Contrary to popular belief, I don’t think you should test as much as possible. I stand by smarter, not more numerous tests. But what makes tests smarter?

Of course, it depends on the system under test, but there are some rules of thumb. One of them being…

Test behavior, not implementation

In other words, tests should assert output, not the way it is produced. Like the thing under test was a black box.

Let’s nail this down on different levels of abstraction, starting with methods.

On the method level

You should give an input and test an output. Nothing more.

Take an example. Let’s test this method:

def nl2br(str)
  str.gsub(/\n/, '<br>')

Surprisingly often I see people wanting to test it like that:

let (:input) { "line 1\nline 2\n" }
expect(nl2br(input)).to eq(input.gsub(/\n/, '<br>'))

Some or all implementation is put into test code. This has some reasoning behind but generally is a bad idea.

Instead, I would recommend to explicitly show what the resulting string looks like. Without any further method calls. Like this:

expect(nl2br(input)).to eq('line 1<br>line 2<br>')
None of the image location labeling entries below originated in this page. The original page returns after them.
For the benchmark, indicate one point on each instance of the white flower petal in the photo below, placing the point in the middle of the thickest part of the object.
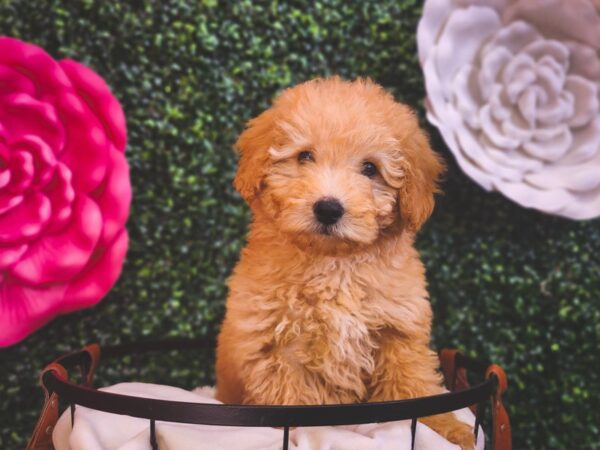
(500, 107)
(586, 144)
(552, 82)
(516, 128)
(528, 104)
(517, 100)
(479, 156)
(438, 105)
(523, 79)
(559, 19)
(556, 50)
(512, 158)
(582, 178)
(493, 131)
(513, 37)
(548, 133)
(466, 97)
(586, 100)
(552, 65)
(557, 111)
(492, 64)
(461, 39)
(551, 150)
(519, 63)
(585, 61)
(548, 200)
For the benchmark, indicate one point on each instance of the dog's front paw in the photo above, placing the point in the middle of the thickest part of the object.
(461, 434)
(452, 429)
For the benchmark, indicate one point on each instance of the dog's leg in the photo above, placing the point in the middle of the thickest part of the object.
(408, 369)
(274, 380)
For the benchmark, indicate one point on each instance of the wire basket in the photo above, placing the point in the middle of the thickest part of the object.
(57, 386)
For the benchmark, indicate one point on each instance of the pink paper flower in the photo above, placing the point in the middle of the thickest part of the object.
(64, 188)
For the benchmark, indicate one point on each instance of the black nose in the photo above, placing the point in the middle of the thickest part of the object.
(328, 211)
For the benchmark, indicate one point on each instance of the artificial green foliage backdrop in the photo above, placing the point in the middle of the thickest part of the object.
(508, 284)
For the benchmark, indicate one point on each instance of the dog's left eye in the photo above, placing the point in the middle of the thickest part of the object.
(305, 156)
(369, 169)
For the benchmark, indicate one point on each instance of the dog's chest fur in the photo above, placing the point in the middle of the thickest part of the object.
(325, 314)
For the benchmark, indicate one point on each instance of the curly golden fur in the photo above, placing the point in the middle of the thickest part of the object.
(337, 313)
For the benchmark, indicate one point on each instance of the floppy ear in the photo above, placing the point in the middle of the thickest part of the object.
(422, 172)
(253, 146)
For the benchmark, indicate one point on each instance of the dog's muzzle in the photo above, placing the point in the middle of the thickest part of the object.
(328, 211)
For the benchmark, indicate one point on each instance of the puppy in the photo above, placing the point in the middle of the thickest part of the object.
(328, 303)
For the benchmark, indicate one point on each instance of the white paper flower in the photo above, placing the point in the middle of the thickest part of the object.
(514, 88)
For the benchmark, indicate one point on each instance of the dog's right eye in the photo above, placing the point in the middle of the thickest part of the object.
(305, 156)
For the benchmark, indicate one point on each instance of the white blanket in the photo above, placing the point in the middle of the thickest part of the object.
(95, 430)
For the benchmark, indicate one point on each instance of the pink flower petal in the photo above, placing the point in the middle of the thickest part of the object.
(11, 254)
(12, 81)
(8, 201)
(97, 94)
(43, 158)
(21, 114)
(22, 171)
(24, 309)
(61, 195)
(25, 221)
(93, 284)
(43, 70)
(114, 197)
(86, 148)
(61, 256)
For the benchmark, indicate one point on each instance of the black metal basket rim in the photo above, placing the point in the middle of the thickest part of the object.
(255, 415)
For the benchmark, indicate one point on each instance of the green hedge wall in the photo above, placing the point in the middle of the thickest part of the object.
(508, 284)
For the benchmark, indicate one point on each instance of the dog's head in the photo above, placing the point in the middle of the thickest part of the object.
(338, 164)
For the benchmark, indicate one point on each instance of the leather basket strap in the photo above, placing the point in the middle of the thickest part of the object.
(88, 372)
(41, 439)
(502, 434)
(456, 377)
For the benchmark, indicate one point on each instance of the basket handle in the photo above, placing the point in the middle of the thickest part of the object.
(502, 434)
(41, 438)
(456, 380)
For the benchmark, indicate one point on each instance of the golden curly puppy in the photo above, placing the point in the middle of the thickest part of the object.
(328, 303)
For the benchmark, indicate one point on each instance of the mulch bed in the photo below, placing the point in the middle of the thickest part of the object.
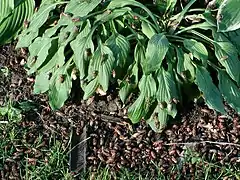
(110, 137)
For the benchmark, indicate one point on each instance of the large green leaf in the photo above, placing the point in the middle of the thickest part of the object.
(198, 50)
(228, 17)
(167, 90)
(165, 6)
(184, 64)
(106, 67)
(234, 37)
(60, 87)
(38, 53)
(13, 14)
(81, 46)
(81, 8)
(148, 30)
(108, 16)
(211, 94)
(228, 56)
(125, 89)
(119, 4)
(229, 90)
(147, 85)
(156, 50)
(37, 21)
(120, 47)
(138, 109)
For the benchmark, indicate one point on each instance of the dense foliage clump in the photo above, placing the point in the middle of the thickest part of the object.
(157, 51)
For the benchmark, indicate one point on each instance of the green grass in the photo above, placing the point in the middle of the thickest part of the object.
(52, 164)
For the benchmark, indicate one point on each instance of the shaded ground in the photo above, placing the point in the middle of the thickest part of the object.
(199, 139)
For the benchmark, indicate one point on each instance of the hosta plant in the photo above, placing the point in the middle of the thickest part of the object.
(13, 15)
(159, 53)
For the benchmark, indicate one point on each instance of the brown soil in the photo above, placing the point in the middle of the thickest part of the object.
(111, 139)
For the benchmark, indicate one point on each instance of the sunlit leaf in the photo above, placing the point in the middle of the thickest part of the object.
(211, 94)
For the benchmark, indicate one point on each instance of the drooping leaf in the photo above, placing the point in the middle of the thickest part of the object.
(165, 6)
(110, 15)
(120, 47)
(184, 65)
(82, 46)
(91, 88)
(147, 29)
(94, 64)
(106, 67)
(228, 56)
(120, 4)
(41, 84)
(60, 87)
(37, 20)
(198, 50)
(176, 19)
(38, 53)
(12, 17)
(138, 109)
(230, 90)
(228, 17)
(156, 50)
(125, 90)
(167, 91)
(147, 86)
(81, 8)
(234, 37)
(211, 94)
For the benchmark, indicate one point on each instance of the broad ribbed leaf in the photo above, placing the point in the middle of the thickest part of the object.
(138, 109)
(38, 53)
(165, 6)
(12, 17)
(234, 37)
(148, 30)
(81, 8)
(106, 67)
(156, 50)
(210, 92)
(82, 46)
(125, 90)
(106, 17)
(184, 64)
(38, 19)
(147, 85)
(120, 47)
(60, 87)
(230, 90)
(228, 56)
(167, 91)
(94, 64)
(166, 86)
(198, 50)
(228, 17)
(91, 88)
(41, 84)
For more complex methods tests will very rarely remain that simple. This is ok, as long as you don’t put actual implementation into test code.

Let’s discuss why.

Two (and a half) reasons why you shouldn’t test implementation:

  1. Cementing the code
  2. Worse documentation
  3. (Worse design)

Cementing the code

Too much implementation in the test can lead to a rigid code. In case of refactoring, it makes developers type every code change twice (in production code and tests). Those are two downsides of writing tests that many people complain about. These are completely valid points, but if you find yourself in that position, you probably test too much implementation. You want your test to support your refactoring, not restrain you from it.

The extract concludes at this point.